Speculoos is Nutella’s slightly grown-up cousin. It’s roughtly the same consistency, but instead of chocolate, it tastes like a liquefied graham cracker – buttery, with a hint of cinnamon. It’s perfect on crepes, waffles, or eating it off a spoon while binge-watching Netflix and wondering why you’ve gained so much weight while in France.
For those of you not in a diabetic coma from Speculoos and waffles yet, there’s vergeoise: a dark-colored syrup made from sugar-beet sugar. It’s used in everything from crème caramel to waffles, and even has its own toffees you can suck on while exploring the city.
This is a cow milk cheese made in the north of France. It has a bit of a bad rep for being quite smelly. However, it’s much more powerful to the nose than the tongue, so don’t be too afraid to try it! The flavor is surprisingly mild, and you’ll give off an air of sophistication from having eaten one of France’s stinkiest cheeses.
Another cheese from the north of France, Vieux Lille gets its name from the oldest part of our city. It’s made in the same way as Maroilles (cow’s milk, salted twice), but is aged much longer, which means it’s even smellier than its younger counterpart. Mise en garde: this cheese is powerful. Very powerful. Do not eat if you are planning on kissing someone on the mouth anytime soon.

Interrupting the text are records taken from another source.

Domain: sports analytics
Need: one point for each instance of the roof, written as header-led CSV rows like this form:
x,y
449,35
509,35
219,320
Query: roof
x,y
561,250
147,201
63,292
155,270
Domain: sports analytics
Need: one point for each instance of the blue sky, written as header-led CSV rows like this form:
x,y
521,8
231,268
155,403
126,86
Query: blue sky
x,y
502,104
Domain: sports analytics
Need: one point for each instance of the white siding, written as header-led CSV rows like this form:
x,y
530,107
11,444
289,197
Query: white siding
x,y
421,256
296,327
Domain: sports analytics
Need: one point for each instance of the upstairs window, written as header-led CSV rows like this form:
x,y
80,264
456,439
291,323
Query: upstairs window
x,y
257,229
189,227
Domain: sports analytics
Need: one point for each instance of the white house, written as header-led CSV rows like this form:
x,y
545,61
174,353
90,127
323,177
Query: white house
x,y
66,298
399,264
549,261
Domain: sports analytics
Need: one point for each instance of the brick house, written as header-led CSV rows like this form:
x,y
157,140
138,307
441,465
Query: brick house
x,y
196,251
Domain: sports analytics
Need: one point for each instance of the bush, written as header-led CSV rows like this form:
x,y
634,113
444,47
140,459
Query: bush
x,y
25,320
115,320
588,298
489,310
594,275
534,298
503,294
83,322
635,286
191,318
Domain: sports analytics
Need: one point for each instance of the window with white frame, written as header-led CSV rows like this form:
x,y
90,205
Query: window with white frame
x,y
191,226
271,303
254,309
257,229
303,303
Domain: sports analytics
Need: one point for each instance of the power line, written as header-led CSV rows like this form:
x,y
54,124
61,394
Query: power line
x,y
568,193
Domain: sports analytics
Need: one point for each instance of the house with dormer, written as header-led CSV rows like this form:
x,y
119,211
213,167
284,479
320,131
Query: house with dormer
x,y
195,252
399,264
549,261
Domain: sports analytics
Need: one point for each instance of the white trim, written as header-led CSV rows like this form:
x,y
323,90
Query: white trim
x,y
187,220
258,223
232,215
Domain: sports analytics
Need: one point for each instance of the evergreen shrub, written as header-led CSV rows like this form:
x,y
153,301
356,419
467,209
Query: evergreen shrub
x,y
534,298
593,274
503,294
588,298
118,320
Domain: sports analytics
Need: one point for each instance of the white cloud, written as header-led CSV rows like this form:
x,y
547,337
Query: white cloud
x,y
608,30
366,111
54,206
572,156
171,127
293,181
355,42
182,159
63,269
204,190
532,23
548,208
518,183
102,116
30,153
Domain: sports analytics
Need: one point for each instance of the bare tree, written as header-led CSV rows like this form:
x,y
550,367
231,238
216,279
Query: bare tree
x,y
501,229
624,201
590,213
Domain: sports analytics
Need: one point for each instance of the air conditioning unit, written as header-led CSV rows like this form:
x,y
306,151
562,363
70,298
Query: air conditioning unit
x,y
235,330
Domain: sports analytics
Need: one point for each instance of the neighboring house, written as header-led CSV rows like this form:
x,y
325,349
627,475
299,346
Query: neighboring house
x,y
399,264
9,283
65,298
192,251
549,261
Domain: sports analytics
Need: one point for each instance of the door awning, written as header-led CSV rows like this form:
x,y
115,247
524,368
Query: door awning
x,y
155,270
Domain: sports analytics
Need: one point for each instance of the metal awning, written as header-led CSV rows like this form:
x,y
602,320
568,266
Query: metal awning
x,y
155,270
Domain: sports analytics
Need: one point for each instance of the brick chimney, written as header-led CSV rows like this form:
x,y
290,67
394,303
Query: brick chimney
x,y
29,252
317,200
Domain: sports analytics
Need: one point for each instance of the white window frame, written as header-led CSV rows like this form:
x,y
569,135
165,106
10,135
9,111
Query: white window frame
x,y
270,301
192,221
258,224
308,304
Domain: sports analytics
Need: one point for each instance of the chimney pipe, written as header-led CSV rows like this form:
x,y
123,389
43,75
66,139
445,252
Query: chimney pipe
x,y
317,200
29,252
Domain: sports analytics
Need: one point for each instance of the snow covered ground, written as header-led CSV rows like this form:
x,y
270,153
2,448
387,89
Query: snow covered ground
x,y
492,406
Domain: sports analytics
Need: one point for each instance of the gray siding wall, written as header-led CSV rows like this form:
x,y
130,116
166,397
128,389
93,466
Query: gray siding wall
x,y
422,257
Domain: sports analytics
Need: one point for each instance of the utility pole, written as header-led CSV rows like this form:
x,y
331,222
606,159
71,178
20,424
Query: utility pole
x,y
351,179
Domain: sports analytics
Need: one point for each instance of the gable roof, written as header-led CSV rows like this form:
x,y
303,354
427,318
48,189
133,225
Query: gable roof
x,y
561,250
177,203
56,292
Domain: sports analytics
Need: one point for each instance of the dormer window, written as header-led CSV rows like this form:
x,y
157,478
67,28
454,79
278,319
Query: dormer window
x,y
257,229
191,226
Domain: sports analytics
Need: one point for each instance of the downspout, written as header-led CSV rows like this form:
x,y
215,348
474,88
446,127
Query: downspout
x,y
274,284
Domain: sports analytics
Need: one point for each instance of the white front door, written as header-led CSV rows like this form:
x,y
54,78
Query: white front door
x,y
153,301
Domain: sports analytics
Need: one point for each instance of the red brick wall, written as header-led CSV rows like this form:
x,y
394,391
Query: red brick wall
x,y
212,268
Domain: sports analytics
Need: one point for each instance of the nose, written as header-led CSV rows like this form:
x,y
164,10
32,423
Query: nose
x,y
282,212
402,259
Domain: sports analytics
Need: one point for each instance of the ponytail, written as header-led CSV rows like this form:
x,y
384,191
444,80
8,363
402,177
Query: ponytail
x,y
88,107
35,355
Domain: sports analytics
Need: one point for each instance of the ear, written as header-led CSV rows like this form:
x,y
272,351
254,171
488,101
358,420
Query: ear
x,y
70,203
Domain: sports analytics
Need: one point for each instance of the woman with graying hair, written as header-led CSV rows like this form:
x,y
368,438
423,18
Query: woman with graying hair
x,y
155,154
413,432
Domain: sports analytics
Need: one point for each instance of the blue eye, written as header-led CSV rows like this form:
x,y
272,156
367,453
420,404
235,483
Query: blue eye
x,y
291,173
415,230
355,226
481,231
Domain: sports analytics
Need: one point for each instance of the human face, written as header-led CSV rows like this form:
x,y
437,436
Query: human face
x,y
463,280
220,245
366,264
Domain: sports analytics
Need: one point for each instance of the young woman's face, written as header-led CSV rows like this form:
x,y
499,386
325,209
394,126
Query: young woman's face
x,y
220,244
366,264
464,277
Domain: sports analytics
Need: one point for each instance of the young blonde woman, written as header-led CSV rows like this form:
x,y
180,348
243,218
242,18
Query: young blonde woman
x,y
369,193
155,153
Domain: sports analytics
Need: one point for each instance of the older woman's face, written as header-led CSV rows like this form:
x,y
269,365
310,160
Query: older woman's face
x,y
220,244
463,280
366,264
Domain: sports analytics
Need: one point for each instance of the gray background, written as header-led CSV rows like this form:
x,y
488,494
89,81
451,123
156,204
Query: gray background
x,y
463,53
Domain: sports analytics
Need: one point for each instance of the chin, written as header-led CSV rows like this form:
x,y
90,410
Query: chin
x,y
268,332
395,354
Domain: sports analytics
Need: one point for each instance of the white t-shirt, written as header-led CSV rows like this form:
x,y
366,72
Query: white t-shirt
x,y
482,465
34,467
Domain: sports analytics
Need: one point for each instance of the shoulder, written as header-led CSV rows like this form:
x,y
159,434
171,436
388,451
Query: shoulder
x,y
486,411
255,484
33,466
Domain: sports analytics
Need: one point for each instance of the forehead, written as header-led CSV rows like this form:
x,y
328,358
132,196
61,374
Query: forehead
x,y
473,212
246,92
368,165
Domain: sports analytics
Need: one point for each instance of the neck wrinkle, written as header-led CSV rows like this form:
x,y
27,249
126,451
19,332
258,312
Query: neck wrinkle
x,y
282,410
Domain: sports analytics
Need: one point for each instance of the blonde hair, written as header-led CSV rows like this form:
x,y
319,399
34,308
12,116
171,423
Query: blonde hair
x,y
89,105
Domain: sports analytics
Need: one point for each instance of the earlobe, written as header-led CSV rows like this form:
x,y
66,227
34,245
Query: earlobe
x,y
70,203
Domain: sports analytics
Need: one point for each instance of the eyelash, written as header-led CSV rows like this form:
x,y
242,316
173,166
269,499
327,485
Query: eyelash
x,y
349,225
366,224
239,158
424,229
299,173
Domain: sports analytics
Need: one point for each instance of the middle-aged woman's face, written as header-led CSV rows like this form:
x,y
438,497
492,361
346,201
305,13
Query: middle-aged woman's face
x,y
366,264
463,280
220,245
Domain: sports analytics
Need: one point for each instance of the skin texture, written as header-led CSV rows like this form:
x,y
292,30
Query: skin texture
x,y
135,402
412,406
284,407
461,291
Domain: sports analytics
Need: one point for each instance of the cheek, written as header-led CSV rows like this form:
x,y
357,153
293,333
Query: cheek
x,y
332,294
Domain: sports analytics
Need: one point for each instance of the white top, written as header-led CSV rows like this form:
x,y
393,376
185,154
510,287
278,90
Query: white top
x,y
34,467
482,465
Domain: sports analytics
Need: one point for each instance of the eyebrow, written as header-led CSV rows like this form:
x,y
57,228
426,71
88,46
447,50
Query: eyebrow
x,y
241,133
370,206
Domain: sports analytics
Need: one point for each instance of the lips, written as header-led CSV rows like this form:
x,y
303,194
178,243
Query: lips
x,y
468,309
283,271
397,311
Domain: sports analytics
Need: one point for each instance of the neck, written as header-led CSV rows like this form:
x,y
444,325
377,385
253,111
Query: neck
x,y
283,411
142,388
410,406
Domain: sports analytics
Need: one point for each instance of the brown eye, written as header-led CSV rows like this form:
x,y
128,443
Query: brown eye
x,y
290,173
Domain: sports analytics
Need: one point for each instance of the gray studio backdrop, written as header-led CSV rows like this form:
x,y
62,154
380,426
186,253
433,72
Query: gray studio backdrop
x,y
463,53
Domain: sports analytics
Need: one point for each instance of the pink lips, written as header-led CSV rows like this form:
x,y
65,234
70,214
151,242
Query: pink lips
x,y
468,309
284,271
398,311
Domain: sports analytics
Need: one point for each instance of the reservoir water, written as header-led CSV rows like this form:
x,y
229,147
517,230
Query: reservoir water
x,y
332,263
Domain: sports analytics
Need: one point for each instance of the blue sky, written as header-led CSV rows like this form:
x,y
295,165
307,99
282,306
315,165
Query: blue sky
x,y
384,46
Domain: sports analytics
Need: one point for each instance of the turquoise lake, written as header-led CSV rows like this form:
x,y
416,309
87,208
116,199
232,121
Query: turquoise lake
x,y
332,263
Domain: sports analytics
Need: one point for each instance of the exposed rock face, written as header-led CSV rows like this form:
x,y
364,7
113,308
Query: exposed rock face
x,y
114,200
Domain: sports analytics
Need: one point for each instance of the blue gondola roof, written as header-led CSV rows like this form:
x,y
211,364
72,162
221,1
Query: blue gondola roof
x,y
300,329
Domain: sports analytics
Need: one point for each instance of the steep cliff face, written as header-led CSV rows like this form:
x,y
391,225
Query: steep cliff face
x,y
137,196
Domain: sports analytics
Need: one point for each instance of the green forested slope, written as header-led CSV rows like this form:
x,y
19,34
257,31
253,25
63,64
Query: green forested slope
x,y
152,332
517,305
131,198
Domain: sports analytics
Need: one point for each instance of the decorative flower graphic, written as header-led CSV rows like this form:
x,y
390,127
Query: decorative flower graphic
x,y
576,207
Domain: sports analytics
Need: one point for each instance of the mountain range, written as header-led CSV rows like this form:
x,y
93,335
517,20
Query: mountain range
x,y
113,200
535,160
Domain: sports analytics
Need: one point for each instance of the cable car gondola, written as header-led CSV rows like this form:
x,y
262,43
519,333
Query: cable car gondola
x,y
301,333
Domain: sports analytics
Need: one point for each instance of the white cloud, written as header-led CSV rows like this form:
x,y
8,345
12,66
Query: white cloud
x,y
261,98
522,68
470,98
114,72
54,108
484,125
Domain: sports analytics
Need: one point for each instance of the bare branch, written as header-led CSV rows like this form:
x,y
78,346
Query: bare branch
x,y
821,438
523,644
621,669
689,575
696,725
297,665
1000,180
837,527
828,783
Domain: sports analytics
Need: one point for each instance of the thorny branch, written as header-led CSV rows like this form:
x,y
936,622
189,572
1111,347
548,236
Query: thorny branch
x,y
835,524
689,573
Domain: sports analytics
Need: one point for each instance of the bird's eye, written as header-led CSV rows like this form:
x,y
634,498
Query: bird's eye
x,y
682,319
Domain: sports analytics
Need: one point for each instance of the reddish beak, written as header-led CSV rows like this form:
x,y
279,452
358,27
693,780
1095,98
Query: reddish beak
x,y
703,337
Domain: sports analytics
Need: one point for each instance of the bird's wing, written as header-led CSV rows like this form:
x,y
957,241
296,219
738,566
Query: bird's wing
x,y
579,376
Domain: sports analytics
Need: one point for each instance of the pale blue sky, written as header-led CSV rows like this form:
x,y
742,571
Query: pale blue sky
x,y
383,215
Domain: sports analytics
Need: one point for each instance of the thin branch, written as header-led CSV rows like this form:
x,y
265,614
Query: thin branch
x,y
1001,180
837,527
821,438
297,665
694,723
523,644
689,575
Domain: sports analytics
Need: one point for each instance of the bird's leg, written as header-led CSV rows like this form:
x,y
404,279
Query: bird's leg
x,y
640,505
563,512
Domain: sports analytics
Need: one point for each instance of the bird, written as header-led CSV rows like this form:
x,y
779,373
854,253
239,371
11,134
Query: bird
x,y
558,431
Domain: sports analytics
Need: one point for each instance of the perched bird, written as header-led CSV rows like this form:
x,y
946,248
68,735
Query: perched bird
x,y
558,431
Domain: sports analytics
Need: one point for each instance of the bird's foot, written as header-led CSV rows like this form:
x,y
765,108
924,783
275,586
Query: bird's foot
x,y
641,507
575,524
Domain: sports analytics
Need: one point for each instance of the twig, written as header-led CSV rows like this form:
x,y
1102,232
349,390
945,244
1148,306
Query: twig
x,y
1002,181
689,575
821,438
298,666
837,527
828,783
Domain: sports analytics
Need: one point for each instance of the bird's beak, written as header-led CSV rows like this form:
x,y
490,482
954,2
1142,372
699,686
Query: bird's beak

And, what to pair with all of these delicacies?
A good, stout pint (or three).
Unlike the rest of France, Lille has a strong beer culture instead of wine. They produce tons of beers, which are very dangerous as they are both cheap and delicious. Local brews such as 3 Monts or Ch’tis are strong and full-bodied, a fruity, sweet rouge go perfectly in place of soda.
If you like beer, Lille is the city for you.
If you don’t like beer, Lille will show you why you should.